Richard Thompson – Walking On A Wire

Eine konventionelle Werkschau des genialen englischen Gitarristen und Songschreibers Richard Thompson

Dass er sich locker so gut wie der Kollege Dylan in der Geschichte des populären Liedgut vergangener Jahrhunderte auskennt, demonstrierte Richard Thompson vor drei Jahren mit den sehr gut ausgewählten Songs des DVD/CD-Sets „7000 Years Of Populär Music“. Der älteste Song wird dort auf das Jahr 1260 datiert. Den jüngsten (Britney Spears'“Oops!… I Did It Again“) spielte er über die vergangenen Jahre auch immer gern mal in Konzerten, zu hören in der 2006 vorgelegten monumentalen Box „RT: The Life And Music Of Richard Thompson“. Das war, vornehmlich aus Archivmaterial und vor allem Live-Aufnahmen zusammengestellt, mit fünf CDs schon die zweite größere Werkschau, die sein Schaffen nach keinerlei erkennbarem Ordnungsprinzip im Überblick präsentierte. Die erste hatte 1993 Edward Haber mit „Watching The Dark“ vorgelegt.

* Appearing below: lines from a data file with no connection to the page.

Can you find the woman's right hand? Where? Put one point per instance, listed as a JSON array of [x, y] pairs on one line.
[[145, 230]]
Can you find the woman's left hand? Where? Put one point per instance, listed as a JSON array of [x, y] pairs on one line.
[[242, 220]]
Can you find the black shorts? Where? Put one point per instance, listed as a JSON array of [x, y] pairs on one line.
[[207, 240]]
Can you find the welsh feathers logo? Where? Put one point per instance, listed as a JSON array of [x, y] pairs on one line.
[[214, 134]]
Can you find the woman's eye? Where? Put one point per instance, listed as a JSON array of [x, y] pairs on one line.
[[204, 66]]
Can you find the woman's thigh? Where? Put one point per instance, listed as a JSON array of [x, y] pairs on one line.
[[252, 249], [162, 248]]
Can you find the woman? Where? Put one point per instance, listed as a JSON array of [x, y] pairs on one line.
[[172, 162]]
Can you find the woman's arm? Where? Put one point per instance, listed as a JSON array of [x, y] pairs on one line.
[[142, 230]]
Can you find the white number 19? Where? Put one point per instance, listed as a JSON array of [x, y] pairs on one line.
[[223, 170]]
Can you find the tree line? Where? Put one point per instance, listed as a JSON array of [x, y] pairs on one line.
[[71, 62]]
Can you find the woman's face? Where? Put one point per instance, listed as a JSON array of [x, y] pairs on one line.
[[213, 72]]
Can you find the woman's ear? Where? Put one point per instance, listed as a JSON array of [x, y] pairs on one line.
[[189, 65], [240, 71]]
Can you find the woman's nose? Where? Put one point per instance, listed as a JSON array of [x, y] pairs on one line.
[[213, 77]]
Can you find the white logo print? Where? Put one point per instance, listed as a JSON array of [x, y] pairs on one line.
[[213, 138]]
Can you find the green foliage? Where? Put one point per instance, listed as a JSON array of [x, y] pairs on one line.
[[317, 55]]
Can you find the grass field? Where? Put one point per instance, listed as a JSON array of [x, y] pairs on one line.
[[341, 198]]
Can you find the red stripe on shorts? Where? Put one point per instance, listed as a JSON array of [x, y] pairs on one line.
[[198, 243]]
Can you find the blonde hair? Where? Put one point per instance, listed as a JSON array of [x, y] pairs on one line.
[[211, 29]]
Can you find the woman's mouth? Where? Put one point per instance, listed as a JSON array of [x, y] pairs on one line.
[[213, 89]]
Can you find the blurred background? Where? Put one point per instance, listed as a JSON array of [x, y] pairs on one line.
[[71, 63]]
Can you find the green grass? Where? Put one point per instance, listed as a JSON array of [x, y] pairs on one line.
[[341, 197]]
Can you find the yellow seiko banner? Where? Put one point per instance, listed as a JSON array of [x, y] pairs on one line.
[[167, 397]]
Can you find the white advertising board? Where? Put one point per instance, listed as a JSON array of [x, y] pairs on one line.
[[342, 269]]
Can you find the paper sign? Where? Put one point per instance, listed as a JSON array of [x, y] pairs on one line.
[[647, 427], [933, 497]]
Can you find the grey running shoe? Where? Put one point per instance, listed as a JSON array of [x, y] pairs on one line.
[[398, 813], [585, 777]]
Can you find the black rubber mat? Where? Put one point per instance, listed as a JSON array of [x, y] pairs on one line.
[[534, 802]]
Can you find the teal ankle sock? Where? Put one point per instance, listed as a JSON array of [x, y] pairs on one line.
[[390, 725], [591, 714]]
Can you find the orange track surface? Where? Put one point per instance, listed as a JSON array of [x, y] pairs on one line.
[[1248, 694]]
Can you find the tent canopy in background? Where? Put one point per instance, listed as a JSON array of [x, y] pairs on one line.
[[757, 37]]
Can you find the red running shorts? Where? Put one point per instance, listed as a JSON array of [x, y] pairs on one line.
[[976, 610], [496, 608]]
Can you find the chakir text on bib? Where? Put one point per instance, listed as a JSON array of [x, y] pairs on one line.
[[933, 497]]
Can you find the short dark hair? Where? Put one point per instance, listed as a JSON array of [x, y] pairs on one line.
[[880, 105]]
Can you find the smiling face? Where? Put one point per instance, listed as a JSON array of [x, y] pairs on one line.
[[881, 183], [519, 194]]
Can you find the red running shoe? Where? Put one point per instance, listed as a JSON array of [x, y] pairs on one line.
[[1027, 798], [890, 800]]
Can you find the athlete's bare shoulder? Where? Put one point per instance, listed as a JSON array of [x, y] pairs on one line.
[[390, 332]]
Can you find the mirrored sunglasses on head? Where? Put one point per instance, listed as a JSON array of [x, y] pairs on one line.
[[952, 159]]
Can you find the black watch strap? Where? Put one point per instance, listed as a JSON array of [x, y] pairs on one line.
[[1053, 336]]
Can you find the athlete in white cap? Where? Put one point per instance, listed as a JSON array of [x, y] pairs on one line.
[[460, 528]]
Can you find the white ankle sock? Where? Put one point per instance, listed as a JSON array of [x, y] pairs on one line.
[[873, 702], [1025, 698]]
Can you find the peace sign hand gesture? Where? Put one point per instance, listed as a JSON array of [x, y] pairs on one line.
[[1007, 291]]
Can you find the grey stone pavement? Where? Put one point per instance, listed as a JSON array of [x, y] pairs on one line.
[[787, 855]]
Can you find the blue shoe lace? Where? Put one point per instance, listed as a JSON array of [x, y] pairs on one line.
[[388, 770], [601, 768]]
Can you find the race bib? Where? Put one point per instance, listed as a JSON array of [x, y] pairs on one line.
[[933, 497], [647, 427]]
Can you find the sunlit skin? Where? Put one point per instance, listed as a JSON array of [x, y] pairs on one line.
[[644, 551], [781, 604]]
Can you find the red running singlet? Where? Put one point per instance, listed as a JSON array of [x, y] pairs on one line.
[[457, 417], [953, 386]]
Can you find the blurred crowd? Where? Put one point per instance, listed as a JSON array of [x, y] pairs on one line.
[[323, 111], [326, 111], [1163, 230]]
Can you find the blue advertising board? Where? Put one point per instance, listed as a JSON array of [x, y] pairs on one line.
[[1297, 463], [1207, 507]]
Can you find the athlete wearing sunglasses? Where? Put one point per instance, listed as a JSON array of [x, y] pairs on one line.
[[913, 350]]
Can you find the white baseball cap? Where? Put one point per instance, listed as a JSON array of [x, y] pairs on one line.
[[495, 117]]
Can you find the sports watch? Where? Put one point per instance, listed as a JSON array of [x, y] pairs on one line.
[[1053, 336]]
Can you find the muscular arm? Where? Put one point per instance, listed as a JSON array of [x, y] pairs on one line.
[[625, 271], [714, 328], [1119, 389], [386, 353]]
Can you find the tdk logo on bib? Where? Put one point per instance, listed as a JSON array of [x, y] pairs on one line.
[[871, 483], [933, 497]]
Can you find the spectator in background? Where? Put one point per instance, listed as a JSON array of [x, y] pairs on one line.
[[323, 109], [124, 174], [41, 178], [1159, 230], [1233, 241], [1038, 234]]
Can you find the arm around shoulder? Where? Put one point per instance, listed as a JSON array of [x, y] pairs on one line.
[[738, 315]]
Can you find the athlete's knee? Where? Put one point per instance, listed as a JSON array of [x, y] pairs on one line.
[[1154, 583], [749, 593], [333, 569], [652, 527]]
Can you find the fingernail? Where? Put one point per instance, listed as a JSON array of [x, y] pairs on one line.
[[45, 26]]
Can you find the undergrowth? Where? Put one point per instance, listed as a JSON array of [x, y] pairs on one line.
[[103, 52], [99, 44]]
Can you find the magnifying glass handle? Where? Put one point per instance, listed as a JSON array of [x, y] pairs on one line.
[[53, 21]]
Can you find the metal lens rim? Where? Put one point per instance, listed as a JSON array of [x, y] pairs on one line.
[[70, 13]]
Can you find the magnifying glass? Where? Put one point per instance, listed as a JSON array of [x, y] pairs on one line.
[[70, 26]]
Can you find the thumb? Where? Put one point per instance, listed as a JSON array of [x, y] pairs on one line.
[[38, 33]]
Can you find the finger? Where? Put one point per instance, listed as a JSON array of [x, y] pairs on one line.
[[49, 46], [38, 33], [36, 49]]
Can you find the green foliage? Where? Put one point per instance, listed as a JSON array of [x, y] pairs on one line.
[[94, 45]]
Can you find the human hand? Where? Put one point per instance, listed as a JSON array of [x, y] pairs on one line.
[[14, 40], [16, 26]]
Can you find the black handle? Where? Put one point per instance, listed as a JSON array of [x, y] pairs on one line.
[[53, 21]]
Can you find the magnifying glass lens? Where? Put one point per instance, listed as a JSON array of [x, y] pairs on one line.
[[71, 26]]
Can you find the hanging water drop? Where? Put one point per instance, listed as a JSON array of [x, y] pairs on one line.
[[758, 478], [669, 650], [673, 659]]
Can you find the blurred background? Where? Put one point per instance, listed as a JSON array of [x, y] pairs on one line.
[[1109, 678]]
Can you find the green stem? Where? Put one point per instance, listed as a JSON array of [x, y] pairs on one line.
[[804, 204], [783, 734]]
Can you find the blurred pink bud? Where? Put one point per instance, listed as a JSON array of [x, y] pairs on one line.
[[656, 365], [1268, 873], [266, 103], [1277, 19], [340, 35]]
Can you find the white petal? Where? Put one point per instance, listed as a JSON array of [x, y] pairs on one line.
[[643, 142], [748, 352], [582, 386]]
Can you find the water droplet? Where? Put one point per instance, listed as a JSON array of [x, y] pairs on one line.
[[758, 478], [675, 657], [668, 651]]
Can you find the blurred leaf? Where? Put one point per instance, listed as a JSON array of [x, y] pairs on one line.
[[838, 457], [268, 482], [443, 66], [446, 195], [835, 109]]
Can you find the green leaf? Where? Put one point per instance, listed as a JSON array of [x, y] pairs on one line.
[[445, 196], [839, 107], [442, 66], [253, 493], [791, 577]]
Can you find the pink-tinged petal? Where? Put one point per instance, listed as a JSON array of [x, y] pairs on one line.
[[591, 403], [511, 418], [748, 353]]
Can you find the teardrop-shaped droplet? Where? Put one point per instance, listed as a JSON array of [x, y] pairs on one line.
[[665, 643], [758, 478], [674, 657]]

Jetzt soll es also dieses neue Set richten, fast sechs Dutzend die vier CDs füllende Aufnahmen, vom Meister persönlich handverlesen, dabei chronologisch geordnet und sehr ausführlich in den Liner Notes Leben und Werk kommentiert. Am Ende gibt es sogar eine Kostprobe aus dem Soundtrack des Werner-Herzog-Films „Grizzly Man“ und eine Cover-Version des Who-Songs „A Legal Matter“. Man gestattete sich keine editorischen Schlampereien, wenn man mal von dem Ärgernis absieht, dass gleich zu Beginn Emmitt Rhodes‘ „Time Will Show The Wiser“ vom Fairport Convention-Debüt in einem obskuren Mono-Mix auftaucht, obwohl das doch immer schon und nicht zuletzt auf dem Remaster von 2003 in ganz fabelhaft überspieltem Stereo vorliegt. Denn das Team Joe Boyd/John Wood hatte immer schon Wert auf großen und für die Zeit Maßstände setzenden Wohlklang bei ihren Aufnahmen gelegt.

Die Fairport Convention-Jahre werden mit fünf Aufnahmen von fünf LPs abgehakt, weil noch weitere knapp vier Jahrzehnte Schaffen zu dokumentieren waren und Thompson womöglich und zurecht davon ausging, dass „Unhalfbricking“ und „Liege & Lief“ ohnehin in jeder besseren Plattensammlung vorhanden sein sollten. Immerhin gibt es von „Full House“ das epische „Sloth“, bei dem er schon die ganze Meisterschaft an der elektrisch verstärkten Gitarre mehr als nur ein wenig andeutete. Das weitere Schaffen solo und mit Ehefrau Linda – nennen wir sie mal die Hungerjahre – bis hin zum Meisterwerk „Shoot Out The Lights“ wollte er mit zwei Dutzend Aufnahmen doch sehr ausführlich gewürdigt wissen.

Die LPs ab 1982 werden nach einem extrem gestrengen Best-Of-Prinzip präsentiert, bei dem letztlich wohl auch Preis und Vermarktbarkeit des Sets die Lücken diktierten. Praktisch nichts findet man hier von den Mitschnitten, die er über das Netz anbietet, von „Celtschmerz“ eine einzige Kostprobe. Aber als eine die Jahrzehnte durchmess ende Einführung in sein Werk ist das Set alles andere als übel.